With blame comes hope
After the smoke clears, we begin to apportion blame. We have a natural tendency to try to shift the blame onto others, avoiding guilt and responsibility for errors. But there are some obvious problems with this strategy.
Errors are valuable training instances, and our bias against accepting blame reduces the number available. If we could externally shift blame while internally maintaining a rational apportionment, we would not be reducing our training data, but people don’t work like that. To be believable, our efforts to shift blame must be sincere, and so our brain engages in self-deception rather than partitioning. The result will then be to tend to underestimate the dangers of our action (and inaction) and underestimate the degree to which we can prevent bad outcomes by acting differently.
It is this latter point which gives the connection between blame and hope. For to avoid blame is to avoid responsibility, and to avoid responsibility is to disempower oneself. To say "I was not to blame for what happened" is to say "I could not have prevented it", which is to say "In future situations like that, I will be helpless".

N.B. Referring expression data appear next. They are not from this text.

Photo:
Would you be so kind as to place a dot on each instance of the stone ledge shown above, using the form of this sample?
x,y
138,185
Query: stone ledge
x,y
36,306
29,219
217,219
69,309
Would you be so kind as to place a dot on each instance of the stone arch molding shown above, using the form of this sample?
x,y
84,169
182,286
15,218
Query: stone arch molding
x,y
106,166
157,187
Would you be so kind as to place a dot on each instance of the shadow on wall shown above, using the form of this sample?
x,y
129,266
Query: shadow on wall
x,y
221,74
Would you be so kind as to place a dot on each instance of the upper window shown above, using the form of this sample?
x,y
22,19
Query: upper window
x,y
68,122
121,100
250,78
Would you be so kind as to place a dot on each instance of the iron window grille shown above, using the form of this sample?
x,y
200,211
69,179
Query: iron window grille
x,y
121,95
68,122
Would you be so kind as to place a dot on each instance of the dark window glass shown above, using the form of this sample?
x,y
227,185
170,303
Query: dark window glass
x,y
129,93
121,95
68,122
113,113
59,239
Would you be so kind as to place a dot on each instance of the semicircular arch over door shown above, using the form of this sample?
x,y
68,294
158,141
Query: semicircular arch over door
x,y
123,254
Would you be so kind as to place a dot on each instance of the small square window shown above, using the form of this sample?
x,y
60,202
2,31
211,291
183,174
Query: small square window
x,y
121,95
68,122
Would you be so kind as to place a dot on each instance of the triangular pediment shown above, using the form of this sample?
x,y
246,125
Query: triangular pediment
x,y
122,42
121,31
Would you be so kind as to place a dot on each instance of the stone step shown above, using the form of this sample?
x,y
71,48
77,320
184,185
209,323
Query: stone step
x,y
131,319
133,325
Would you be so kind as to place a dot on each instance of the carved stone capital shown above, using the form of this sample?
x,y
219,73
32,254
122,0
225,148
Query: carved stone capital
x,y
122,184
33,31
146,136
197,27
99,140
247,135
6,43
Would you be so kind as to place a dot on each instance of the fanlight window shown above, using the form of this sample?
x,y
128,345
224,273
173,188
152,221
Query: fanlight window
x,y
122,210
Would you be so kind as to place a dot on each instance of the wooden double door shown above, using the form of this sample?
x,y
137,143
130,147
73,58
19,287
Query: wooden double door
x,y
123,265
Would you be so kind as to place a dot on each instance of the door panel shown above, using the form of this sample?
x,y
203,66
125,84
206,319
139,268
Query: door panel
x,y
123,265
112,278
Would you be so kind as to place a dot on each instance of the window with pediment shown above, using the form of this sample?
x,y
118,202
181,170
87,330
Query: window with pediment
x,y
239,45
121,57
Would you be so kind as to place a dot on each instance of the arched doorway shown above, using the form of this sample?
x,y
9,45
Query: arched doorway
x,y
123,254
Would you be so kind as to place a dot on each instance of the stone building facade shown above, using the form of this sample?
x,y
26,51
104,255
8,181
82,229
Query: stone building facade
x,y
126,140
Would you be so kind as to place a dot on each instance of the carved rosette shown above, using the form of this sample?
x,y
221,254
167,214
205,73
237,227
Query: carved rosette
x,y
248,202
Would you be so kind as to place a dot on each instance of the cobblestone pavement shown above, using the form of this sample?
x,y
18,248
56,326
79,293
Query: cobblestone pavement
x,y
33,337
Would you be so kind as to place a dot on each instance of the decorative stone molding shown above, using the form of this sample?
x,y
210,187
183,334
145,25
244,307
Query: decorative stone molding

So let us instead be honest about how we could have acted differently, even when things turn out craptacularly. We can trick our minds into doing this by focusing on the positive, forward-looking nature of responsibility: thinking about how we might do better in the future, rather than the negative-sum fight to divide the anti-spoils of the past. And reminding ourselves that some bitter blame is a small price to pay to hold onto hope.